背中
「ちょっとコンラッド、後ろ向いてくれる?」
「後ろ、ですか?」
「そそ」
はぁ、と気の抜けた返事をしながらも向けられた背中を、俺はしげしげと眺めた。
「どうかされたんですか?」
「どうもしないんだけど、コンラッドの背中ってほとんど見たことないなぁと思って」
つい最近気づいた。
歩いている時は常に斜め後ろに控えているこの護衛、会話する時はかならずこちらを向いているし、自分が残されて彼を見送るなんて状況もなかなかない。
彼が自分に背を向けるのは、危険が迫っている時。その身を盾にするようにして、後ろへと庇われる。だいたいそういう状況の時は、俺も慌てていて背中をのんびり眺めるなんてことにはならないわけで。

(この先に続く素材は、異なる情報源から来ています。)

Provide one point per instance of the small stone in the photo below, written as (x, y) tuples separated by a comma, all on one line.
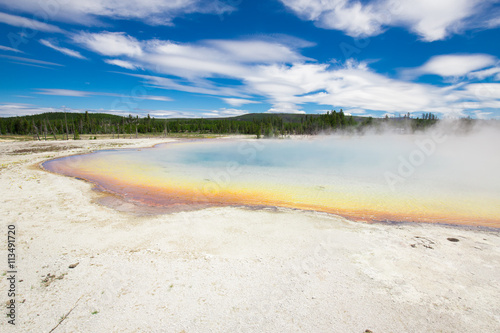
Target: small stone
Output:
[(73, 265)]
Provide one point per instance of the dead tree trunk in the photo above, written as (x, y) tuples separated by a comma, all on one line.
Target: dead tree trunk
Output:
[(36, 130), (53, 132), (66, 121)]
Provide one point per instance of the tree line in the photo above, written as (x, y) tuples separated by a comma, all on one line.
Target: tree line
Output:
[(72, 125)]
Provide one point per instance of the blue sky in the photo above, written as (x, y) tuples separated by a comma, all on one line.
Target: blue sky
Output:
[(197, 58)]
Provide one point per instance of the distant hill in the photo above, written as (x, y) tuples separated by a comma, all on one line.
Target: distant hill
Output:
[(259, 124)]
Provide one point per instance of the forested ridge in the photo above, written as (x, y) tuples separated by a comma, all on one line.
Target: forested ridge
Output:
[(71, 125)]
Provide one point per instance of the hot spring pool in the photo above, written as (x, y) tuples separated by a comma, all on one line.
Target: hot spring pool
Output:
[(372, 178)]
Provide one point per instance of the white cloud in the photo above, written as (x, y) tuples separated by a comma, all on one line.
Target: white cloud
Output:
[(5, 48), (64, 92), (238, 101), (481, 75), (121, 63), (71, 53), (453, 65), (431, 20), (223, 113), (79, 93), (29, 60), (110, 43), (23, 22), (23, 109), (278, 74), (90, 12), (285, 108)]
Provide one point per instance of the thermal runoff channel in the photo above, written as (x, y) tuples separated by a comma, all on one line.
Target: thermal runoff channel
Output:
[(423, 178)]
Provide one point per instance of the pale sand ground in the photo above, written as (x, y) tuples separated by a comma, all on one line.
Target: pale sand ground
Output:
[(231, 269)]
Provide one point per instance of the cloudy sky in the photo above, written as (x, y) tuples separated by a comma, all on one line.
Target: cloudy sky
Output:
[(197, 58)]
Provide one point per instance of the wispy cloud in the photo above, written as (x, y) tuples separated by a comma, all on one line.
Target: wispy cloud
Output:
[(71, 53), (5, 48), (80, 93), (222, 113), (431, 20), (452, 65), (121, 63), (23, 22), (153, 12), (238, 101), (278, 74), (28, 61)]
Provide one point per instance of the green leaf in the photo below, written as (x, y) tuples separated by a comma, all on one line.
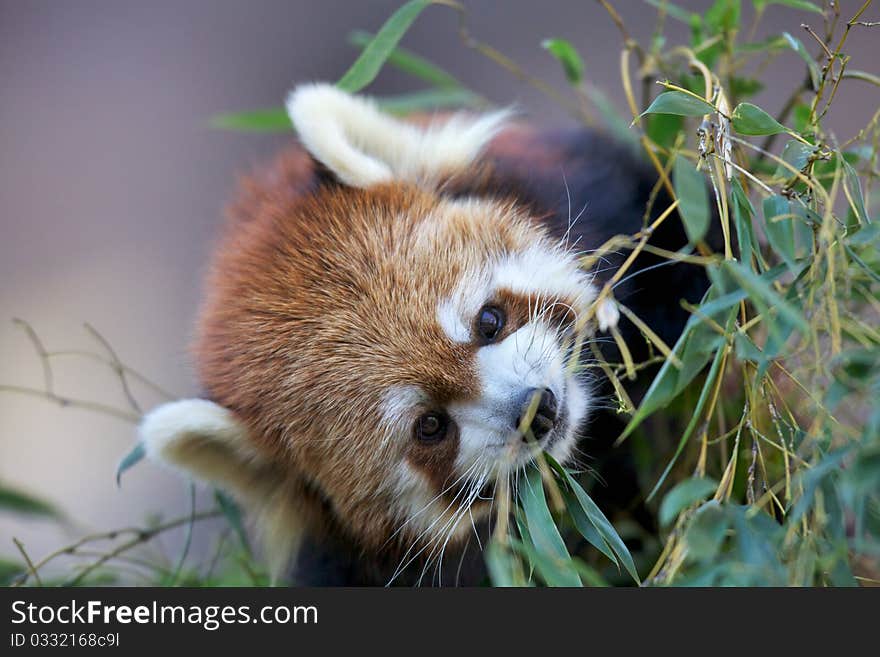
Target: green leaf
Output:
[(783, 224), (612, 115), (663, 129), (796, 154), (276, 120), (129, 460), (585, 527), (554, 572), (603, 526), (794, 4), (10, 570), (673, 11), (761, 291), (678, 102), (367, 66), (693, 197), (697, 413), (411, 63), (429, 99), (723, 15), (854, 192), (695, 347), (273, 119), (683, 495), (542, 530), (566, 55), (706, 531), (748, 119), (26, 504), (797, 45), (502, 565)]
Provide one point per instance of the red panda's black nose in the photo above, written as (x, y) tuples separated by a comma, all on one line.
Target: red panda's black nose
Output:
[(546, 412)]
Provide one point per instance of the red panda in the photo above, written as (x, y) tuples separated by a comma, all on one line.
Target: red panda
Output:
[(388, 302)]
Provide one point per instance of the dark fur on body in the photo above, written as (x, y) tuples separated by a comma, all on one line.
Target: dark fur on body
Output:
[(559, 176)]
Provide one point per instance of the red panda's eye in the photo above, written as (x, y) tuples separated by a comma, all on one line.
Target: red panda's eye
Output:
[(490, 321), (431, 427)]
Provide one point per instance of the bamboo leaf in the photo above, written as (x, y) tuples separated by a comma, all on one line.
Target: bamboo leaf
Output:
[(683, 495), (748, 119), (542, 529), (367, 66), (760, 5), (411, 63), (690, 189), (568, 57), (232, 512), (797, 45), (603, 526), (129, 460), (273, 119), (677, 102)]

いざ見たことないと思ったら、改めて見てみたくなった。ただそれだけのこと。
「脱ぎますか?」
「その冗談面白くないぞ」
改めて眺めた背中は、とても大きかった。
背筋がすっと伸びていて綺麗だ。
手で触れてみる。肩甲骨を撫でてから、背骨にそって腰までを指先で辿る。
軍服の上からでも、彼の身体が鍛えられていることがよく分かった。
「俺、この背中にいつも護られてるんだなぁ」
ありがとう、と背中にお礼を呟くと、返事の代わりに肩が揺れた。
「これからもよろしくお願いします」
感謝の気持ちと、怪我をしませんようにという祈りを込めて。
滅多に出会えない背中へと、俺はそっと抱きついた。